Winter 2021

Alumni News

Read about the 2020 Distinguished Alumni Award Recipients.

Letter from the Alumni Advisory Board Chairs

Dear School of Social Work friends and family,

On behalf of the University of Pittsburgh School of Social Work Alumni Advisory Board, we want to take a few moments to share more about what we have found to be an extremely meaningful and valuable experience since we graduated from the school.

After graduating from the master’s program, both of us realized that maintaining the important connections we developed during our time in graduate school would take a bit more effort than when we were going through the program. As chair and vice chair of the Alumni Advisory Board (AAB), we have been able to remain connected to the school and fellow alumni.

AAB serves as a bridge between Pitt Social Work and the larger social work community. We are committed to connecting and engaging current students and faculty with alumni of the school. We do this in many ways, including hosting network­ing events and professional development opportunities as well as recognizing alumni excellence.

One of our favorite aspects of the board is that there is truly something for everyone.

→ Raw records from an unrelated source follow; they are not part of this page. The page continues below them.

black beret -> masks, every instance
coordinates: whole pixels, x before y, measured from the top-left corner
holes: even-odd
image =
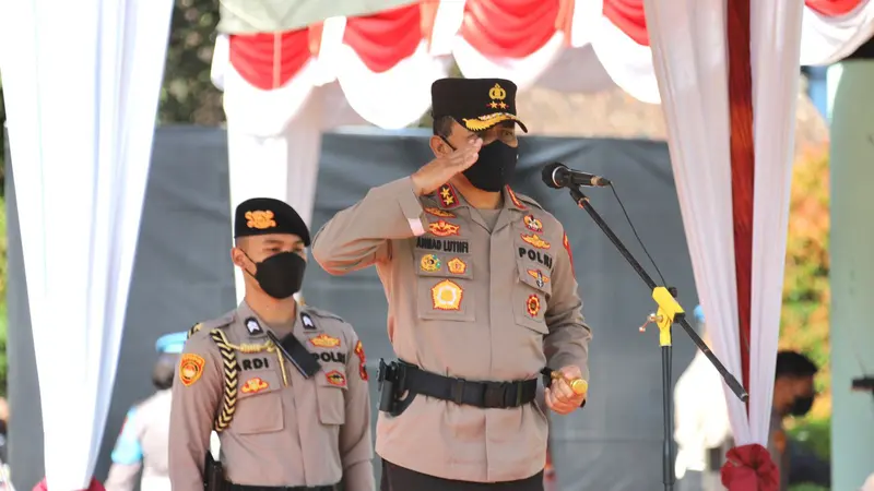
[[[440,79],[430,86],[434,119],[449,116],[470,131],[516,121],[516,84],[504,79]]]
[[[234,237],[294,233],[309,247],[309,229],[294,208],[272,197],[252,197],[237,206]]]

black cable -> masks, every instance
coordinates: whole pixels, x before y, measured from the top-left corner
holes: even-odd
[[[656,268],[656,273],[659,274],[659,278],[661,278],[661,280],[662,280],[662,286],[666,287],[668,286],[668,282],[664,280],[664,275],[662,275],[662,272],[659,271],[659,266],[656,264],[656,261],[649,254],[649,251],[647,250],[647,247],[643,246],[643,241],[640,240],[640,236],[637,235],[637,229],[635,229],[635,224],[631,223],[631,217],[629,217],[628,216],[628,212],[625,211],[625,205],[622,204],[622,200],[619,200],[619,194],[616,193],[616,188],[614,188],[613,184],[610,184],[610,190],[613,191],[613,195],[616,197],[616,202],[619,203],[619,207],[622,208],[622,213],[625,215],[626,221],[628,221],[628,225],[631,227],[631,231],[634,232],[635,238],[637,239],[637,243],[639,243],[640,248],[643,249],[643,253],[647,254],[647,258],[649,258],[649,262],[652,263],[652,267]]]

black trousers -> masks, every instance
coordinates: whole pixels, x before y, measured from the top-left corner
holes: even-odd
[[[468,482],[416,472],[382,459],[380,491],[543,491],[543,471],[504,482]]]

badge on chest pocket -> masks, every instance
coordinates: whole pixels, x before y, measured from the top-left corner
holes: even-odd
[[[541,226],[542,227],[542,226]],[[542,334],[548,333],[544,321],[552,295],[552,244],[534,233],[521,233],[516,241],[516,273],[512,309],[516,323]]]

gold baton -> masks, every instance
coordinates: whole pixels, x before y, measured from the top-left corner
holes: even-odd
[[[589,391],[589,383],[582,379],[574,379],[568,380],[564,373],[559,371],[552,372],[553,380],[564,380],[565,382],[570,385],[570,390],[574,391],[574,394],[583,395]]]

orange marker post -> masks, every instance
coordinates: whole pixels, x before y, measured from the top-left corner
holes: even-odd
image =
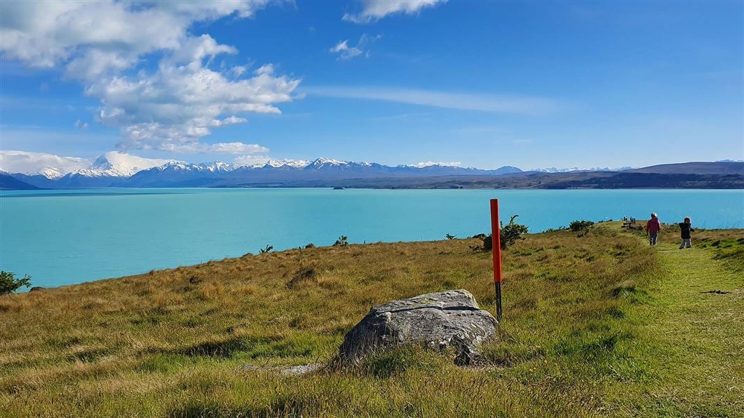
[[[491,199],[491,249],[493,253],[493,284],[496,290],[496,321],[501,321],[501,229],[498,222],[498,199]]]

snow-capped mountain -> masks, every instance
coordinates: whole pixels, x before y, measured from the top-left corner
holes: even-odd
[[[463,168],[458,163],[420,163],[390,166],[376,163],[343,161],[321,157],[305,160],[269,160],[251,166],[221,161],[191,163],[142,158],[109,152],[86,166],[69,172],[43,167],[43,171],[13,174],[37,187],[187,187],[310,184],[349,179],[403,178],[451,175],[498,175],[521,172],[511,166],[496,170]],[[64,173],[63,175],[62,173]]]
[[[310,164],[307,160],[269,160],[261,164],[254,164],[250,166],[251,169],[290,167],[292,169],[304,169]]]
[[[75,170],[68,175],[89,177],[128,177],[142,170],[174,162],[173,160],[143,158],[136,155],[111,151],[96,158],[89,168]]]

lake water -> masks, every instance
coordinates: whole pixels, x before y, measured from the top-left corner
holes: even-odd
[[[490,231],[489,200],[532,232],[652,211],[744,226],[742,190],[169,189],[0,192],[0,269],[54,287],[246,252]],[[508,218],[506,218],[508,220]],[[675,238],[676,239],[676,238]]]

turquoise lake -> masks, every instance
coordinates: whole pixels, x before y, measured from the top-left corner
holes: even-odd
[[[167,189],[0,192],[0,269],[54,287],[246,252],[444,239],[490,230],[489,200],[531,232],[657,212],[744,227],[742,190]],[[507,218],[508,220],[508,218]],[[676,241],[678,237],[661,239]],[[694,236],[693,242],[694,244]]]

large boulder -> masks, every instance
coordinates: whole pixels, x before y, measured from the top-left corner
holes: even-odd
[[[358,362],[373,352],[414,344],[452,348],[456,362],[469,364],[478,355],[478,344],[493,336],[497,324],[466,290],[427,293],[373,307],[346,334],[339,354],[342,361]]]

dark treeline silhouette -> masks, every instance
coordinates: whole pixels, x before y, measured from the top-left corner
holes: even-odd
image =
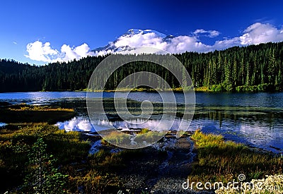
[[[234,47],[209,53],[185,52],[174,56],[185,66],[195,87],[202,87],[204,90],[212,91],[283,90],[283,42]],[[118,59],[122,60],[123,56],[120,56]],[[0,92],[81,90],[87,87],[93,71],[105,57],[88,56],[79,61],[42,66],[1,59]],[[134,56],[130,57],[134,59]],[[151,54],[149,57],[156,55]],[[167,63],[168,59],[164,57]],[[107,68],[105,66],[105,71]],[[158,74],[173,88],[184,86],[164,68],[146,61],[137,61],[115,71],[104,89],[115,89],[125,77],[139,71]],[[96,79],[103,80],[103,78]],[[132,80],[134,84],[129,87],[135,87],[134,83],[138,80],[139,78],[135,78]],[[156,88],[164,87],[164,83],[154,78],[149,77],[149,82],[154,83]]]

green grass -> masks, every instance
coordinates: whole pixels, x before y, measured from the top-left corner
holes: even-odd
[[[50,124],[69,120],[75,116],[74,109],[33,106],[25,104],[0,108],[0,121],[6,123],[45,123]]]
[[[101,143],[103,145],[128,145],[130,142],[129,135],[124,133],[121,131],[113,131],[103,135],[103,139]]]
[[[89,142],[82,140],[79,132],[66,133],[47,123],[13,127],[0,130],[1,193],[22,183],[28,154],[39,138],[47,144],[47,152],[57,159],[58,166],[81,162],[88,154]]]
[[[196,144],[197,159],[188,177],[191,181],[227,183],[237,180],[241,174],[246,175],[246,180],[282,174],[282,157],[225,141],[221,135],[204,134],[200,130],[192,139]]]

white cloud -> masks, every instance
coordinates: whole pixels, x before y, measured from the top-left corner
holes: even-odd
[[[30,42],[28,44],[26,49],[28,54],[25,56],[35,61],[51,62],[52,59],[58,54],[58,51],[52,49],[48,42],[45,44],[38,40]]]
[[[220,32],[216,30],[204,30],[204,29],[197,29],[194,32],[193,35],[198,36],[200,34],[204,34],[204,36],[209,37],[216,37],[220,35]]]
[[[144,30],[146,31],[146,30]],[[260,23],[254,23],[248,27],[243,35],[232,38],[217,40],[214,44],[209,45],[202,42],[199,35],[214,37],[220,32],[216,30],[204,30],[197,29],[192,35],[183,35],[163,38],[160,34],[151,30],[152,32],[144,33],[142,30],[136,34],[129,34],[120,37],[115,42],[110,42],[110,48],[106,50],[93,52],[87,44],[84,43],[76,47],[71,47],[64,44],[60,51],[50,47],[50,42],[42,43],[40,41],[31,42],[27,45],[28,55],[26,57],[33,60],[45,62],[68,61],[79,59],[82,57],[97,55],[105,55],[113,53],[113,47],[122,54],[139,53],[134,48],[140,47],[153,47],[171,53],[182,53],[185,51],[207,52],[214,50],[221,50],[234,46],[246,46],[258,44],[268,42],[283,41],[283,29],[278,29],[270,24]],[[130,51],[125,48],[132,48]],[[140,50],[139,50],[140,51]]]
[[[240,37],[241,44],[258,44],[268,42],[280,42],[283,40],[282,29],[277,29],[272,25],[256,23],[250,25]]]
[[[69,45],[63,44],[60,51],[53,49],[50,42],[42,43],[40,41],[28,43],[27,47],[28,54],[25,56],[32,60],[43,62],[68,61],[74,59],[80,59],[88,55],[93,56],[94,53],[86,43],[76,47],[71,47]]]

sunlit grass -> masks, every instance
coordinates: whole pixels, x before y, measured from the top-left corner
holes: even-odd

The larger board is made up of three subcommittees. The engagement subcommittee’s primary focus is on making sure that the school’s current students are aware of and connected to the board and the school’s alumni. The programming subcommittee plays a significant role in supporting the school’s events that are open to alumni participation, such as networking and volunteering opportunities. The membership subcommittee focuses on both recruiting and maintaining alumni members of the board.

Even during the COVID-19 pandemic, we have a number of new and exciting opportunities that all alumni can participate in, including our Alumni Speaker Series, in which we spotlight the expertise of school alumni, and Pitt Social Work Mentoring Week, for which we use the virtual Pitt Commons platform to connect alumni with current students.

If you are interested in becoming a member of AAB, have questions about member­ship, or are interested in any of the events mentioned above, please reach out to us at

Stay safe; stay well; and, as always, hail to Pitt.

Jessica Murray (MSW ’14)

Chair, Alumni Advisory Board

Talia Landerman (MSW ’19)

Vice Chair, Alumni Advisory Board


2020 Distinguished Alumni Award Recipients

Each year, the University of Pittsburgh School of Social Work recog­nizes a select group of alumni with its highest honor: the Distinguished Alumni Award. These individuals have achieved the highest standard of professional integrity and personal conduct, have advanced knowledge of the social work profession, and have supported public and social policies that ensure equal rights for all.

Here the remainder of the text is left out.